Track: Production Readiness: Building Resilient Systems

Location: Ballroom BC

Day of week:

A production readiness review is used by software companies to determine whether the design and implementation of the system is ready to be released to its customers. The process is used to identify and address the reliability of a service, sufficiency of the coverage of privacy and security needs, and the ease of the operability. This track explores what types of aspects of software need to be prepared to start taking on full production load with customer’s data. Topics include observability, emergency response, capacity planning, release processes, and SLOs for availability and latency.

Track Host: Michelle Brush

Engineering Manager, SRE @Google

Michelle Brush is a math geek turned computer geek with 20 years of software development experience. She has developed algorithms and data structures for pathfinding, search, compression, and data mining in embedded as well as distributed systems. In her current role as an SRE Manager for Google, she leads the teams of SREs that ensure GCP's APIs are reliable. Previously, she served as the Director of HealtheIntent Architecture for Cerner Corporation, responsible for the data processing platform for Cerner’s Population Health solutions. Prior to her time at Cerner, she was the lead engineer for Garmin's automotive routing algorithm.

10:35am - 11:25am

Monitoring and Tracing @Netflix Streaming Data Infrastructure

Netflix streaming data infrastructure transports trillions of events per day and supports hundreds of streaming processing jobs. The team behind it is small and there is no separate operations team.

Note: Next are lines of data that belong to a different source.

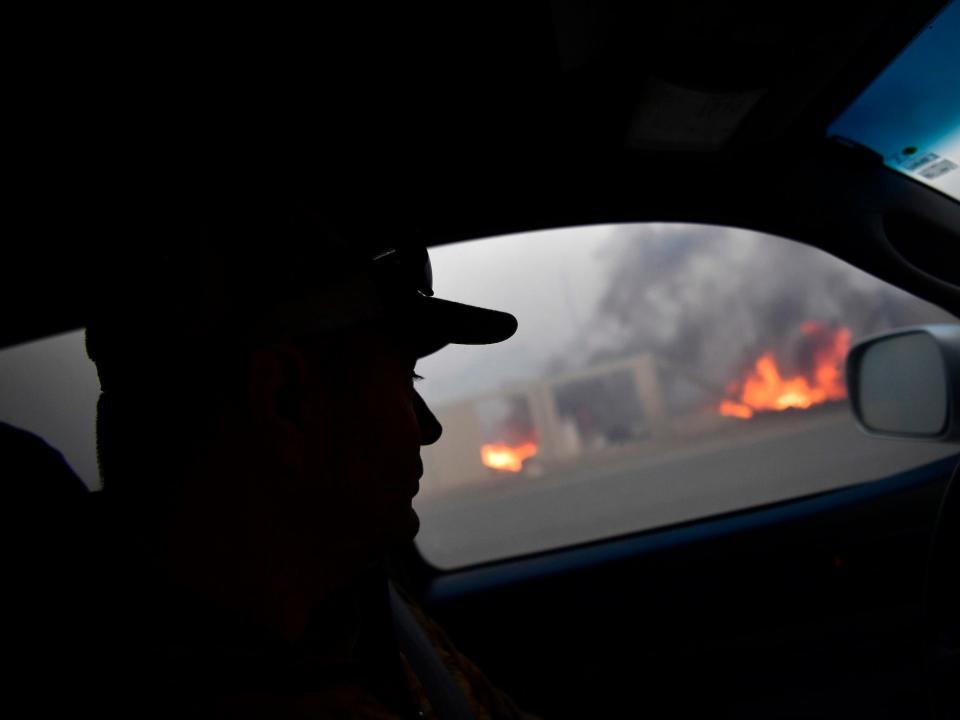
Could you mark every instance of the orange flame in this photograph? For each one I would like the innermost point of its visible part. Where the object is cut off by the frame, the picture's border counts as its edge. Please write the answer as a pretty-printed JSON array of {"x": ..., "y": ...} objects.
[
  {"x": 506, "y": 457},
  {"x": 765, "y": 388}
]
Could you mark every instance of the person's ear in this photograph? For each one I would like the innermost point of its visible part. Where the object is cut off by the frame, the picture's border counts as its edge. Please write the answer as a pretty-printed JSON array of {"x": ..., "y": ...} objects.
[{"x": 277, "y": 385}]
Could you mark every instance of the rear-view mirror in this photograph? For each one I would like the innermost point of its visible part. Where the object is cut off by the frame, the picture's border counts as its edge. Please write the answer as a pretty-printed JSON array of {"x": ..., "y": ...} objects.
[{"x": 906, "y": 383}]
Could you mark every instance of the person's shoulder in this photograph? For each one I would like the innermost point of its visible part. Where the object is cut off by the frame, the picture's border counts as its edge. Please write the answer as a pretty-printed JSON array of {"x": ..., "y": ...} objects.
[{"x": 485, "y": 698}]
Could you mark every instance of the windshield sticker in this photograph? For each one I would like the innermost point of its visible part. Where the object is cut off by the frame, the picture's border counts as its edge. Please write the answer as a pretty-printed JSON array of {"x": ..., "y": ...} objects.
[{"x": 910, "y": 114}]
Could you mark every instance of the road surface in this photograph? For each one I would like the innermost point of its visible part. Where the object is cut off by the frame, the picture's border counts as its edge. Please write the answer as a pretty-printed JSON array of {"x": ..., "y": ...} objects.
[{"x": 771, "y": 460}]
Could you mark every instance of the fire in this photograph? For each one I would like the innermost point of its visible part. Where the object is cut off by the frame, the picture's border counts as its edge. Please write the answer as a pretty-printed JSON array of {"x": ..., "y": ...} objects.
[
  {"x": 507, "y": 457},
  {"x": 765, "y": 388}
]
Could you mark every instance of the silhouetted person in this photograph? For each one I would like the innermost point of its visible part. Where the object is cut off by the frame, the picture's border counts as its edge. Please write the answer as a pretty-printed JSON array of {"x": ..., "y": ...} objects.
[{"x": 258, "y": 436}]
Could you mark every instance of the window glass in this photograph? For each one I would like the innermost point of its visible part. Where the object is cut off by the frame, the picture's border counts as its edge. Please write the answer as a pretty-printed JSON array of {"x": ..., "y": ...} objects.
[
  {"x": 50, "y": 388},
  {"x": 910, "y": 113},
  {"x": 661, "y": 373}
]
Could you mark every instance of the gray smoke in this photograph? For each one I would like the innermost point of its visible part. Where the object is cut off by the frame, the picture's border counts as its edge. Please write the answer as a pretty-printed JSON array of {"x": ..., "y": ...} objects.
[{"x": 707, "y": 301}]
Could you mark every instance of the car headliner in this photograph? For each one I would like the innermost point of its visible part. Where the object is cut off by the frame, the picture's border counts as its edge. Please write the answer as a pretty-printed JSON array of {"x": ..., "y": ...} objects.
[{"x": 455, "y": 123}]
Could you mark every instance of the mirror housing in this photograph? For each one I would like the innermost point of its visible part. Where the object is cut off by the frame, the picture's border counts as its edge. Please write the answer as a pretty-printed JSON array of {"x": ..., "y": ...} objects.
[{"x": 906, "y": 383}]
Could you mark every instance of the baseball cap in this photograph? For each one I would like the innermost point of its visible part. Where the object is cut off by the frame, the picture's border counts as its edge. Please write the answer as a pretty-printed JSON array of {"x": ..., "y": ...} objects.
[{"x": 248, "y": 282}]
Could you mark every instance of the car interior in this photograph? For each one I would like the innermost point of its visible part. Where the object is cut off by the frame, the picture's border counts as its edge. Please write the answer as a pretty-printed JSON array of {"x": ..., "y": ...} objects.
[{"x": 448, "y": 123}]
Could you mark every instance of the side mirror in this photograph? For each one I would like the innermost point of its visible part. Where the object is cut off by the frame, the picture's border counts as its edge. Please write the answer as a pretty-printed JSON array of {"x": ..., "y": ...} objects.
[{"x": 906, "y": 383}]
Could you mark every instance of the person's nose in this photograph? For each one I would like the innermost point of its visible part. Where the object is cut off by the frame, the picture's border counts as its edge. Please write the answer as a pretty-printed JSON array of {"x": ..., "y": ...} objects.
[{"x": 430, "y": 427}]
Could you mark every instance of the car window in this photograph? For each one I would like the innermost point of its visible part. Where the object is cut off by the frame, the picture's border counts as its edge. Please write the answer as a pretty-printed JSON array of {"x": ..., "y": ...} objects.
[
  {"x": 661, "y": 373},
  {"x": 50, "y": 388}
]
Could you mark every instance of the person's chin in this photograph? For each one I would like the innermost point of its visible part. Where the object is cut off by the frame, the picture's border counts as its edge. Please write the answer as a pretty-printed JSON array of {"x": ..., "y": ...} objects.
[{"x": 412, "y": 523}]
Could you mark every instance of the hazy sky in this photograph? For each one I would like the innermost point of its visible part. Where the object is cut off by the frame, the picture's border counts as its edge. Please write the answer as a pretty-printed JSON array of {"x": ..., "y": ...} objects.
[{"x": 667, "y": 278}]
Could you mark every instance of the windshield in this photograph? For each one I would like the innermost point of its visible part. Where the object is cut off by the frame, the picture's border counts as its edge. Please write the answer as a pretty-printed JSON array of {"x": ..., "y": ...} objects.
[{"x": 910, "y": 114}]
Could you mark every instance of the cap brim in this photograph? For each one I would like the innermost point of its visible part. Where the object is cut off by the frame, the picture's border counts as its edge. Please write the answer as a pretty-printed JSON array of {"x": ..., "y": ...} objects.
[{"x": 444, "y": 322}]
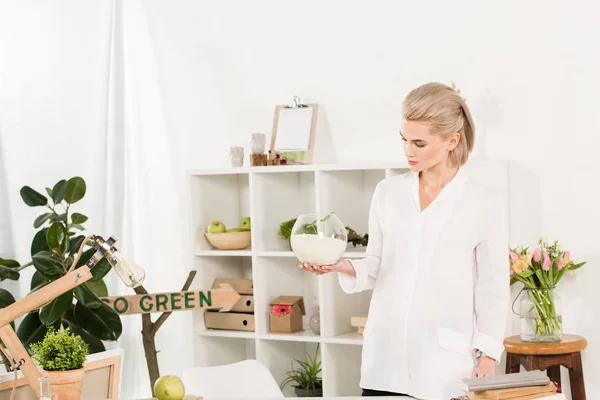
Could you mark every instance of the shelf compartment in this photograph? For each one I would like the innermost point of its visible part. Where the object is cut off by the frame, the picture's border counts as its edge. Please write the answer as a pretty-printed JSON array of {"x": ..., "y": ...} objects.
[
  {"x": 224, "y": 198},
  {"x": 277, "y": 198},
  {"x": 220, "y": 350},
  {"x": 279, "y": 355},
  {"x": 348, "y": 193},
  {"x": 340, "y": 307},
  {"x": 341, "y": 370}
]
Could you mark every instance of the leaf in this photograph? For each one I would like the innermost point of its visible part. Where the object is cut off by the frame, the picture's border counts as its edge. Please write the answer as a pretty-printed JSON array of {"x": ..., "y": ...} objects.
[
  {"x": 59, "y": 191},
  {"x": 33, "y": 198},
  {"x": 78, "y": 218},
  {"x": 8, "y": 273},
  {"x": 32, "y": 330},
  {"x": 577, "y": 266},
  {"x": 75, "y": 190},
  {"x": 68, "y": 320},
  {"x": 39, "y": 221},
  {"x": 75, "y": 244},
  {"x": 39, "y": 242},
  {"x": 100, "y": 270},
  {"x": 98, "y": 288},
  {"x": 56, "y": 235},
  {"x": 47, "y": 265},
  {"x": 9, "y": 263},
  {"x": 102, "y": 322},
  {"x": 37, "y": 279},
  {"x": 52, "y": 312},
  {"x": 6, "y": 299},
  {"x": 86, "y": 296}
]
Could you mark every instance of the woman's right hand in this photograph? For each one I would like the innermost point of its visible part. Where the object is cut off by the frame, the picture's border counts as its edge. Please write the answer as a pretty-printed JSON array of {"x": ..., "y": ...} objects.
[{"x": 342, "y": 265}]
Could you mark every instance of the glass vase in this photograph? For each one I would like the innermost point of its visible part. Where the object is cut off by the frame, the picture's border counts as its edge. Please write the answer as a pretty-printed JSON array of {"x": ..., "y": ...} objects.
[
  {"x": 540, "y": 315},
  {"x": 319, "y": 238}
]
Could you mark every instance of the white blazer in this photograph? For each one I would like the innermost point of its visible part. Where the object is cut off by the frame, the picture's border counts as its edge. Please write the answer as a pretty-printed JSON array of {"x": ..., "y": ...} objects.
[{"x": 440, "y": 281}]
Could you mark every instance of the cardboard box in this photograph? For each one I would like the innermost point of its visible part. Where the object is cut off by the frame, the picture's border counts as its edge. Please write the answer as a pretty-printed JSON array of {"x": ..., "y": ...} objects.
[
  {"x": 286, "y": 314},
  {"x": 230, "y": 321},
  {"x": 242, "y": 286}
]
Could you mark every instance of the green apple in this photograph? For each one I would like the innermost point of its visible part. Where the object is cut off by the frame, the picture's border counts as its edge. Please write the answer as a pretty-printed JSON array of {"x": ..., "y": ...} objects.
[
  {"x": 216, "y": 227},
  {"x": 169, "y": 387},
  {"x": 245, "y": 224}
]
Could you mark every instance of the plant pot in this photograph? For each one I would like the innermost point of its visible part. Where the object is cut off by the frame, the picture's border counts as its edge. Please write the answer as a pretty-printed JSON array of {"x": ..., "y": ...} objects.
[
  {"x": 67, "y": 385},
  {"x": 302, "y": 392}
]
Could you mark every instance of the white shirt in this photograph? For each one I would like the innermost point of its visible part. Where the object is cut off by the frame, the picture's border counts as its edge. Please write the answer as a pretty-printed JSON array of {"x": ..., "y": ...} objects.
[{"x": 440, "y": 281}]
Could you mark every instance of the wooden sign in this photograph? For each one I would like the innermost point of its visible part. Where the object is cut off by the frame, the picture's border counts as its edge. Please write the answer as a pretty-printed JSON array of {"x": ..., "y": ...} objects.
[{"x": 223, "y": 299}]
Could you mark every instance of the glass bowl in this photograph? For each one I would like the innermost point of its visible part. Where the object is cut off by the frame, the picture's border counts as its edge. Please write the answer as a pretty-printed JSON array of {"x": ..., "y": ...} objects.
[{"x": 319, "y": 238}]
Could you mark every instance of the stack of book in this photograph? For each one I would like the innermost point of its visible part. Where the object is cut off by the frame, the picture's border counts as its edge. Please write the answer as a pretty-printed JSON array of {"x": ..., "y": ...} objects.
[{"x": 519, "y": 386}]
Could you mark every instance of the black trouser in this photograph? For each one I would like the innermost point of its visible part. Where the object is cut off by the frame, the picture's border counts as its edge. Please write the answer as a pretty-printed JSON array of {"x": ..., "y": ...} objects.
[{"x": 371, "y": 392}]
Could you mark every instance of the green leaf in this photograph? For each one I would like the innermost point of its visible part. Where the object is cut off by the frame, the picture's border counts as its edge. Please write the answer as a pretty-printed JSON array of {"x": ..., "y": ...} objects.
[
  {"x": 102, "y": 322},
  {"x": 8, "y": 273},
  {"x": 78, "y": 218},
  {"x": 33, "y": 198},
  {"x": 86, "y": 296},
  {"x": 98, "y": 288},
  {"x": 56, "y": 235},
  {"x": 37, "y": 279},
  {"x": 59, "y": 191},
  {"x": 32, "y": 330},
  {"x": 59, "y": 217},
  {"x": 75, "y": 190},
  {"x": 52, "y": 312},
  {"x": 100, "y": 270},
  {"x": 39, "y": 242},
  {"x": 39, "y": 221},
  {"x": 95, "y": 344},
  {"x": 9, "y": 263},
  {"x": 47, "y": 265},
  {"x": 75, "y": 244}
]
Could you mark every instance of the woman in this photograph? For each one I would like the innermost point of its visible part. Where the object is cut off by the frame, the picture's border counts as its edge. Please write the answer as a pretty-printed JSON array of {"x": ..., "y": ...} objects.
[{"x": 436, "y": 261}]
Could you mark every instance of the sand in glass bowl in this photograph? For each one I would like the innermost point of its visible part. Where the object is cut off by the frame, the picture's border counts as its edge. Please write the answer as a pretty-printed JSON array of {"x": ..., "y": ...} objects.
[{"x": 319, "y": 238}]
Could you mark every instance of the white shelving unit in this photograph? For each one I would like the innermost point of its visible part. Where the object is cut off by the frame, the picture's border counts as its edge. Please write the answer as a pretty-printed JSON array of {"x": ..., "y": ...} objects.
[{"x": 269, "y": 196}]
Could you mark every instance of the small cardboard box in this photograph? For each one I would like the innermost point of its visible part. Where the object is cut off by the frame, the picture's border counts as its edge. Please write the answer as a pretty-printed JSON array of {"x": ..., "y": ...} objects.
[
  {"x": 229, "y": 321},
  {"x": 286, "y": 314}
]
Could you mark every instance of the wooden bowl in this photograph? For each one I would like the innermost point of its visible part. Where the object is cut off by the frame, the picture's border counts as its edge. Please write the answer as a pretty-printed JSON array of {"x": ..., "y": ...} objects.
[{"x": 229, "y": 240}]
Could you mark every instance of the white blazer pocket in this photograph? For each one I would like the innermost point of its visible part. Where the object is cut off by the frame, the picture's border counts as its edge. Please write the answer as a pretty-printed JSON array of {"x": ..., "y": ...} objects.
[{"x": 453, "y": 340}]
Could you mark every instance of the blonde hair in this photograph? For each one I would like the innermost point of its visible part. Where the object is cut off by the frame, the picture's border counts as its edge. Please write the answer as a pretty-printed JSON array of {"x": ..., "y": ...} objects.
[{"x": 447, "y": 112}]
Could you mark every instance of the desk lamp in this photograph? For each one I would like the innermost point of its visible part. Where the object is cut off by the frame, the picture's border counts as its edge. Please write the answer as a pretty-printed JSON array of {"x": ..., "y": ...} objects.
[{"x": 131, "y": 275}]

To efficiently manage and operate this huge infrastructure and reduce operational burden for everyone, we developed a set of tools that enables automated operations and mitigations. Our Kafka monitoring tools provide comprehensive signals and great insights into the health of our Kafka brokers and consumers, from which we derived ways to automate error handling that improves stability of brokers and stream processing jobs. For data streams that have high consistency requirements, instead of purely relying on aggregated counts that may be misleading, we trace individual events along their transporting path. Enabled by stream processing with minimal resources, tracing provides insight into end-to-end data loss, duplicates and latency at near real time and with high accuracy. These results helped us to further improve our service quality and validate design trade-offs.

The talk will give the design and implementation details of these dev/ops tools and highlight the critical roles they play in operating our data infrastructure. It will showcase how active and targeted tools development for operational use can quickly payoff with improved product quality and overall agility.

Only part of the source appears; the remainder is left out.